In September, when Gaffney took the field at Stanford Stadium for the first time since his return, everything slowed down. When he’d begun practice in the spring, time felt sped up. “The game was happening so much faster for me at first,” Gaffney says. “We’d snap the ball and I’d have no idea what was happening. People were flying around me and I didn’t know where to look, what to do.”
But when the Cardinal trotted out against San Jose State and Gaffney heard the cadence, felt the hum of a crowd 50,000 strong, and looked around, he got goose bumps. “That moment was surreal for me,” Gaffney says. “I kept thinking, I’m here. I’m back. This is real. It was probably 30 seconds, but it felt like I thought about it for hours.”
He kept his cool, though, as he tends to do. No moment is too big for Gaffney, says Shaw, and Gaffney is not too big for any moment.
Gaffney’s not sure what comes next. He says he’ll keep going until someone else “shuts me down.” Like many little boys, he dreamed both of scoring the winning touchdown in the Super Bowl and of hitting the walk-off home run in the World Series; like few, doing both is a reality for which he can reach. His football future will be decided first, because the NFL will come or go pretty quickly for the late-round prospect in the next few months. Meanwhile, it could take two or three years to learn if he can make it in the majors. “I know exactly what it takes in each sport,” Gaffney says. When he decides where his athletic future lies, Gaffney says the only people he’ll need are his mom, dad, and Drew.

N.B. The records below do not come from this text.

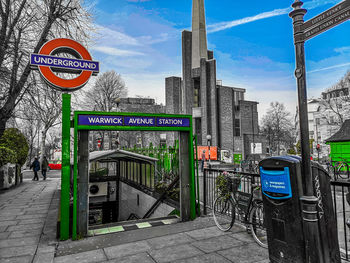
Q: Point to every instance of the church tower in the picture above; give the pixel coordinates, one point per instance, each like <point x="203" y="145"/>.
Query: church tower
<point x="215" y="109"/>
<point x="199" y="33"/>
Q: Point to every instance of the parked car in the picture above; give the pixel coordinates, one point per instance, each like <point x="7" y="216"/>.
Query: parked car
<point x="55" y="165"/>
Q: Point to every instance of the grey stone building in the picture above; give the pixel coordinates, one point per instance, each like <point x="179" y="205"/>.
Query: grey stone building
<point x="219" y="111"/>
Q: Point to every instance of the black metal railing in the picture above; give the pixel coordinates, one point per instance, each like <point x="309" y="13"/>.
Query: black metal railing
<point x="207" y="182"/>
<point x="340" y="190"/>
<point x="340" y="170"/>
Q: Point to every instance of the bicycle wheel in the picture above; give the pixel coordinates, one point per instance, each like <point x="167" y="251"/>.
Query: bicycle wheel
<point x="224" y="213"/>
<point x="257" y="225"/>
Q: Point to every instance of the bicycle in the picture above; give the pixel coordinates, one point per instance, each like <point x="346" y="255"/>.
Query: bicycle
<point x="250" y="166"/>
<point x="226" y="204"/>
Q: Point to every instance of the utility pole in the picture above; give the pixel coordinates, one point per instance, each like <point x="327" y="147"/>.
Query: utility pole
<point x="309" y="201"/>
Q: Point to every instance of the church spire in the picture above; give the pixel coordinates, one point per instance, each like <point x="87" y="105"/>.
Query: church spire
<point x="199" y="34"/>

Now, like before, going back and forth doesn’t paralyze Gaffney with fear, or make him think he’s picking one thing forever. He’s a drifter, he says, a free spirit who might appear a little rough around the edges, the kind of guy who feels no need to anchor himself to anything just yet. It’s a philosophy his grandfather encouraged. “I haven’t settled on anything,” Gaffney says. “So far, so good. I like the way my life’s turned out.”
Gaffney notes wistfully that he’s always up for something new. “I would enjoy mechanical engineering. I think I’d be good at that.” You know, in his free time.
It’s appropriate that Gaffney’s collegiate career will come to a close at the Rose Bowl, where his teammates first teased him and said, “You could come back if you want.”
Turns out he fit back in, and back together, seamlessly. Like he’d never taken anything apart at all.